Probability distributions are used in many aspects to answer questions about given events. For example, a clothing store owner opens a new boutique and is working on a 3-day forecast of sales during the grand opening of the boutique. The owner determines that there is a 40% probability that customers will visit the store and make a purchase, which means 60% will visit the store and not make a purchase. How do you determine the probability that customers will visit and make a purchase on 0, 1, 2, or 3 of the days? To solve problems such as this, a probability distribution can help you identify the possible outcomes to make a conclusion. In this Discussion Board, you will explore the concepts to help construct discrete and continuous probability distributions.

  • It is important to understand the difference between discrete and continuous random variables because the statistical analysis of each type of variable is different.
    • In your own words, discuss the differences between discrete and continuous random variables, and provide a real-world example of each type of random variable.
  • Perform the following experiment:
    • Roll a die 20 times, and record the results of each event in Excel. (Note: If you do not have an actual die, you can find a virtual die-rolling program located at the following Web site:http://www.random.org/dice
    • Construct a bar graph and probability distribution of your experiment.
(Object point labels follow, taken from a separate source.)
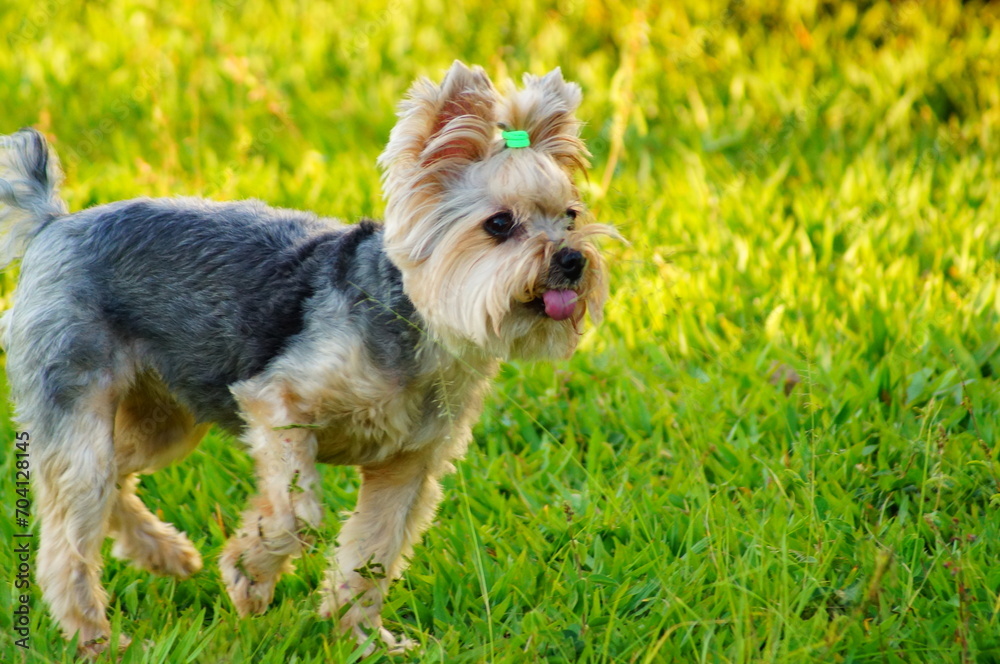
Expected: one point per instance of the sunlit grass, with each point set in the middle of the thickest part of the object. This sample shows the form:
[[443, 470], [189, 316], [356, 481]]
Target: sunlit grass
[[781, 444]]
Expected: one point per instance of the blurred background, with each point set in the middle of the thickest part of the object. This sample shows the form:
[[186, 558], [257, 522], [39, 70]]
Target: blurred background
[[781, 444]]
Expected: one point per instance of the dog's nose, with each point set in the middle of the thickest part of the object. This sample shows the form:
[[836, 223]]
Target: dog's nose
[[571, 262]]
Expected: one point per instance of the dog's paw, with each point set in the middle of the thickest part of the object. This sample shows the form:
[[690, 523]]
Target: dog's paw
[[251, 594], [396, 645], [92, 648]]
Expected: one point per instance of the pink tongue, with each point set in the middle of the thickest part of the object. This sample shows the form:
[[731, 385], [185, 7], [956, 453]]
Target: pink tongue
[[559, 305]]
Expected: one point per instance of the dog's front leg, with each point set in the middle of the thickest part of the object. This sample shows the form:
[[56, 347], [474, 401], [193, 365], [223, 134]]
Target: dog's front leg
[[282, 516], [396, 503]]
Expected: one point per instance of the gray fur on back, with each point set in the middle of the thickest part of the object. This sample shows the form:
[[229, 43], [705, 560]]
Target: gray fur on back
[[204, 294]]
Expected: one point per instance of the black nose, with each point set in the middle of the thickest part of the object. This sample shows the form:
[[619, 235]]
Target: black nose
[[571, 262]]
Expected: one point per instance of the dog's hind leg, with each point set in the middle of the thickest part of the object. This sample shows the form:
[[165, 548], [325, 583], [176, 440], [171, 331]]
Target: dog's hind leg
[[145, 540], [75, 488], [151, 430]]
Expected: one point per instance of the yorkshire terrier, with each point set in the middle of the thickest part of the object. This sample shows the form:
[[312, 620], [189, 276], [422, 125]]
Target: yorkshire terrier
[[137, 324]]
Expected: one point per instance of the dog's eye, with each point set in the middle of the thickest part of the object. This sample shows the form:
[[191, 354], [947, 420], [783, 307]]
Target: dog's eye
[[500, 225], [571, 214]]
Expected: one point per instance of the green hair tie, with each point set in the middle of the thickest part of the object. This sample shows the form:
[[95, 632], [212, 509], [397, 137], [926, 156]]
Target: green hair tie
[[516, 139]]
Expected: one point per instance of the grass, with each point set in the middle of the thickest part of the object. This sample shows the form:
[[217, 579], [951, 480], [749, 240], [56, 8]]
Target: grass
[[781, 445]]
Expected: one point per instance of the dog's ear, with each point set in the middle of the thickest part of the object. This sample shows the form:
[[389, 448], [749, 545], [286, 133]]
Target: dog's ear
[[545, 108], [443, 127]]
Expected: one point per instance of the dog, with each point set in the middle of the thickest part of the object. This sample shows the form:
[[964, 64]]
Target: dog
[[137, 324]]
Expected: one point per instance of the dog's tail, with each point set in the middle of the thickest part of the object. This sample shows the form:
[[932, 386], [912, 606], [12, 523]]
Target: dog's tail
[[29, 191]]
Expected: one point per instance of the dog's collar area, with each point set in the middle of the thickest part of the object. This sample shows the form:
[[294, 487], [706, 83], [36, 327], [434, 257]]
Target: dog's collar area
[[516, 139]]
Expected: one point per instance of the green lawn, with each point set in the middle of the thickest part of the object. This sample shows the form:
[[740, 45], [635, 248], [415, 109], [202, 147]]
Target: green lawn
[[780, 446]]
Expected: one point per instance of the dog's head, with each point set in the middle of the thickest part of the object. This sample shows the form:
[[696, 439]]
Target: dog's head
[[493, 242]]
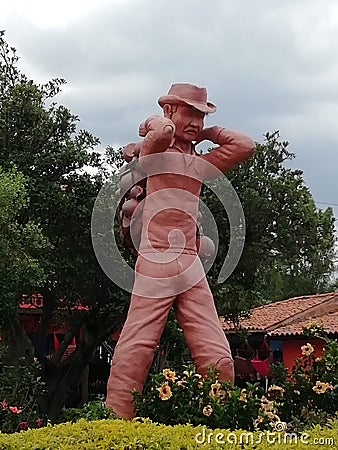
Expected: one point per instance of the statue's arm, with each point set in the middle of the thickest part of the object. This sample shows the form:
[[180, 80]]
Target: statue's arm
[[233, 148], [158, 133]]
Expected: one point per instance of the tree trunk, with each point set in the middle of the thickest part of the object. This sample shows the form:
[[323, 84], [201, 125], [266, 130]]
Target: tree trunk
[[66, 379], [18, 344]]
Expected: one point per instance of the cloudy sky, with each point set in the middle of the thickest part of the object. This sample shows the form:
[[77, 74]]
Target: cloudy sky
[[268, 65]]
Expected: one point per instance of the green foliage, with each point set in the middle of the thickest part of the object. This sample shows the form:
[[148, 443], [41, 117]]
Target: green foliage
[[42, 140], [289, 246], [21, 245], [94, 410], [311, 391], [19, 388], [190, 398], [138, 435]]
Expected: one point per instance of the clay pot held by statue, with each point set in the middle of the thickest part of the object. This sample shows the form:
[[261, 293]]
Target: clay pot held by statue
[[205, 247], [129, 207], [136, 192]]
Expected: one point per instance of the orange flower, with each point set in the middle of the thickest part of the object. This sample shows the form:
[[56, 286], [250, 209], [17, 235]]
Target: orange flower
[[321, 388], [4, 404], [169, 375], [207, 410], [164, 391], [307, 349], [215, 390]]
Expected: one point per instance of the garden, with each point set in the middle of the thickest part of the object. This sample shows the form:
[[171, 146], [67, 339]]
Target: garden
[[182, 409]]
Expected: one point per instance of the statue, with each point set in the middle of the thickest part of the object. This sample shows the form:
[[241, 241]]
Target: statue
[[168, 271]]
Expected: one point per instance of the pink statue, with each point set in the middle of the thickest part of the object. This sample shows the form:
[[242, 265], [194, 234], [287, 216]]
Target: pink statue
[[168, 271]]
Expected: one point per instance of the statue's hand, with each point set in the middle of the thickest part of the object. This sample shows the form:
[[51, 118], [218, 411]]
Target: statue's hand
[[156, 123], [207, 134]]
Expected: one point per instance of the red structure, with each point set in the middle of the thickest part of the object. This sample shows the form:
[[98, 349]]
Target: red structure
[[281, 324]]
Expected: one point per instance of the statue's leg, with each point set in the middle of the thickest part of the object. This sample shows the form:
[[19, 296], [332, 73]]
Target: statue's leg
[[198, 318], [135, 350]]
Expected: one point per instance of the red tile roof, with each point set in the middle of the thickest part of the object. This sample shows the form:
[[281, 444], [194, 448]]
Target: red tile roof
[[328, 321], [289, 316]]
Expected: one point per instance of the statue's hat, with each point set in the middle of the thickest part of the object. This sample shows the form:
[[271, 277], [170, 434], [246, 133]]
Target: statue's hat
[[188, 94]]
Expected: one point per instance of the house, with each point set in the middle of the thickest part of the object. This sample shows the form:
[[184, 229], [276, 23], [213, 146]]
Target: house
[[280, 326]]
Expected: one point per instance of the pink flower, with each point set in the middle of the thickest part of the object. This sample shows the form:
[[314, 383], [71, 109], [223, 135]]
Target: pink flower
[[39, 422], [4, 404], [15, 410], [23, 425]]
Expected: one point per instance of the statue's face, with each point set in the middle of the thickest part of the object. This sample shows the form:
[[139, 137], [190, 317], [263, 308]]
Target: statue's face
[[188, 121]]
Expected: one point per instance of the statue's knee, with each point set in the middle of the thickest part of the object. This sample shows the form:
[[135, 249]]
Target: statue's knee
[[226, 367]]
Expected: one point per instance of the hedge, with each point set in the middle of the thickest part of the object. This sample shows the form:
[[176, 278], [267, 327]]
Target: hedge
[[137, 435]]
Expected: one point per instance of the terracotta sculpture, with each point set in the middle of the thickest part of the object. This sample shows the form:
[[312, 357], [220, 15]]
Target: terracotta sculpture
[[168, 272]]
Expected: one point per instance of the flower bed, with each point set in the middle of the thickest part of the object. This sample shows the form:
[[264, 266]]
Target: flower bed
[[136, 435]]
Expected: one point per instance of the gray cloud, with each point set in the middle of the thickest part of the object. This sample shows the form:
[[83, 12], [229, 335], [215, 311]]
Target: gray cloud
[[267, 65]]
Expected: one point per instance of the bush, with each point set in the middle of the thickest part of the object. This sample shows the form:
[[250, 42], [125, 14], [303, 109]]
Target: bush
[[136, 435], [94, 410], [311, 390], [20, 387]]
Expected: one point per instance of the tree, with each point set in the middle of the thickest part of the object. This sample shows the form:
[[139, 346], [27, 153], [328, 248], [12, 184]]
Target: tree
[[289, 246], [41, 139], [21, 248]]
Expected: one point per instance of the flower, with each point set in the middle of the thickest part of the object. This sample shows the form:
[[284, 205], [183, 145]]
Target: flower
[[207, 410], [4, 404], [307, 349], [321, 388], [189, 373], [164, 391], [15, 410], [257, 421], [23, 425], [223, 394], [266, 405], [243, 396], [169, 375], [215, 390], [275, 391]]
Attach your results to your Discussion Board posting.
    • Interpret the results of this experiment, answering the following questions:
      • What are the random variables for your experiment? Explain the meaning of your random variables.
      • Do you believe that the results of your experiment are discrete or continuous? Explain.
      • Is your experiment a probability distribution? In other words, are all conditions of a probability distribution satisfied? Explain.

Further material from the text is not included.